On June 30, 2011, the U.S. Department of the Treasury published on the official 1603 Treasury Program website a guidance document entitled, "Evaluating Cost Basis for Solar Photovoltaic Properties." This document outlines the process used to evaluate the cost basis of solar property and the principles that guide this process.
On September 14, 2012, the White House Office of Management and Budget released a preliminary report on potential impacts of a budget sequestration that will cap federal spending in Fiscal Year 2013. Among the many programs identified by OMB, the report notes that award amounts issued by the 1603 Treasury Program may be reduced by 7.6%. For more information, read this SEIA fact sheet on the budget sequestration and implications for 1603 awards. Awards given between October 1, 2013 and September 31, 2014 may be reduced by 7.2%.
Why is the 1603 Treasury Program Important?
Tax incentives for renewable energy projects have achieved worthwhile economic and energy policy objectives. However, the weakened economy severely restricts the availability of the private sector tax equity that is typically used to finance energy projects. The 1603 Treasury Program was created to address this shortfall and facilitate financing for solar energy projects.

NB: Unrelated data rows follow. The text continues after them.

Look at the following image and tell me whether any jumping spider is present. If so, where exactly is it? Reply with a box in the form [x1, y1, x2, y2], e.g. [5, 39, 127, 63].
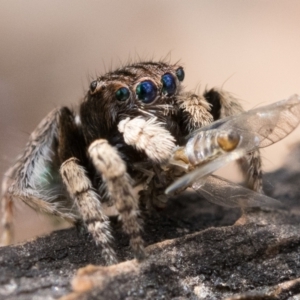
[2, 62, 262, 264]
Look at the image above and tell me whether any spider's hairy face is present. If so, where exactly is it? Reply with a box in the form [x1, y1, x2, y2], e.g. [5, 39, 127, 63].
[80, 62, 184, 142]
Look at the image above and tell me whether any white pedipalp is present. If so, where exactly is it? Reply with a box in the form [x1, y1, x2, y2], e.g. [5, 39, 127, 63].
[118, 117, 175, 162]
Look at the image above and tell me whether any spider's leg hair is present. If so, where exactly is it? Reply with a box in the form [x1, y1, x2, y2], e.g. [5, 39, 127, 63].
[88, 139, 145, 259]
[1, 108, 77, 244]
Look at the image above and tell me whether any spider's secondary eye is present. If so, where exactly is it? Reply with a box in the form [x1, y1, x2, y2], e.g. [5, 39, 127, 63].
[176, 68, 185, 81]
[136, 80, 157, 104]
[116, 87, 130, 101]
[161, 73, 176, 96]
[90, 80, 98, 93]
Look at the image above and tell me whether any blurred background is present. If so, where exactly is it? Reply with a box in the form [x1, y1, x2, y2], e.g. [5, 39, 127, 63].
[0, 0, 300, 241]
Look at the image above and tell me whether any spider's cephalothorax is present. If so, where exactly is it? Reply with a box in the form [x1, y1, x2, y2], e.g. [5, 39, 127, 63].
[2, 62, 261, 263]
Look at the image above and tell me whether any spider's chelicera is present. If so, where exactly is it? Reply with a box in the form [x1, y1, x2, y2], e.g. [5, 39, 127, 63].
[2, 62, 261, 264]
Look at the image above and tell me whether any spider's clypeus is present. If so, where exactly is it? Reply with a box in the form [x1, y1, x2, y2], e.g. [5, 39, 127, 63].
[2, 62, 261, 264]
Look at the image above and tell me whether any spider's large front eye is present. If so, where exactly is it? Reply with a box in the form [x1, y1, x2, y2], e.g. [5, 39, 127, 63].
[176, 67, 185, 81]
[161, 73, 176, 96]
[90, 80, 98, 93]
[136, 80, 157, 104]
[116, 87, 130, 102]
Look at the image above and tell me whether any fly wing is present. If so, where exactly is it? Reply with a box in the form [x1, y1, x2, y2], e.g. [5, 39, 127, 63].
[192, 175, 282, 207]
[188, 95, 300, 148]
[166, 95, 300, 194]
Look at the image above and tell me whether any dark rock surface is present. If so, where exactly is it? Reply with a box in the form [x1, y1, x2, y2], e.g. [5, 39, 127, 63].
[0, 149, 300, 300]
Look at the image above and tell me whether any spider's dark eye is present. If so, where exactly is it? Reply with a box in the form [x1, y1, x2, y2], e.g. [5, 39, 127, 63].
[116, 87, 130, 101]
[161, 73, 176, 96]
[136, 80, 157, 104]
[90, 80, 98, 93]
[176, 68, 185, 81]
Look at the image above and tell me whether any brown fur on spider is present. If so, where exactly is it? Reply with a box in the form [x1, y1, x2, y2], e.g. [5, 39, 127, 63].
[2, 62, 261, 264]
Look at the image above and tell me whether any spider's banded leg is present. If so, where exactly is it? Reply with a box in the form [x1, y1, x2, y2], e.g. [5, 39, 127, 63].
[60, 158, 117, 264]
[58, 108, 117, 264]
[0, 168, 14, 245]
[204, 89, 263, 193]
[1, 108, 76, 244]
[88, 139, 145, 259]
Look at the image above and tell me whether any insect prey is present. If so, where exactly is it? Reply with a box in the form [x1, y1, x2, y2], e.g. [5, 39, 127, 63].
[166, 95, 300, 207]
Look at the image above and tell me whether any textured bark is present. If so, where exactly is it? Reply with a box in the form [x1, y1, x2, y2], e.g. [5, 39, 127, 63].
[0, 149, 300, 300]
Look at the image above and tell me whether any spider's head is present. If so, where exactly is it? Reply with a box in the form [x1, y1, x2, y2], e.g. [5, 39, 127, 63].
[80, 62, 184, 142]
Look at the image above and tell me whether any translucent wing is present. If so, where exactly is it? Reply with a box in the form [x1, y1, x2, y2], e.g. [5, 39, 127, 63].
[192, 175, 282, 207]
[166, 95, 300, 194]
[188, 95, 300, 148]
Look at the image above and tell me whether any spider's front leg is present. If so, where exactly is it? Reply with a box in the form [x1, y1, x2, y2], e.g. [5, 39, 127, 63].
[1, 108, 78, 245]
[58, 109, 117, 264]
[88, 139, 145, 259]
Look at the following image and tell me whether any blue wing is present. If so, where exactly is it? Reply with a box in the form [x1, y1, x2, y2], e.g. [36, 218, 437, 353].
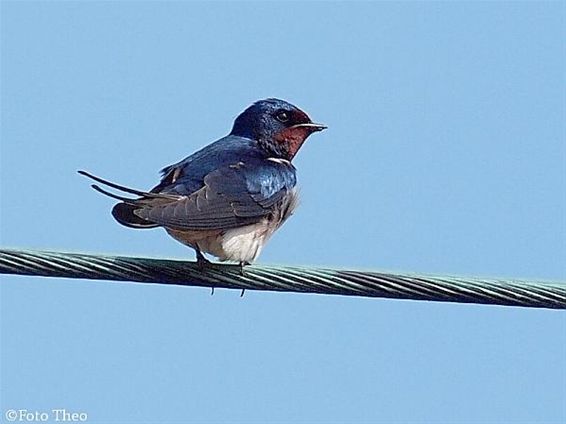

- The 1603 Treasury Program has been a resounding success. Despite a rough economy, the solar industry has experienced record growth due in large part to this important incentive. The program is also particularly helpful for small businesses that typically do not have the resources or scale to enter into complicated tax equity transactions, allowing them to monetize the underlying solar ITC.
- Cost-effective policy supports private-sector innovation and efficiency. The success of the multi-year ITC for solar energy projects exemplifies the importance of stable policy for the private sector and reveals a high return on public investment. The 1603 Treasury Program affected the timing of when ITCs can be utilized to address an immediate need for liquidity.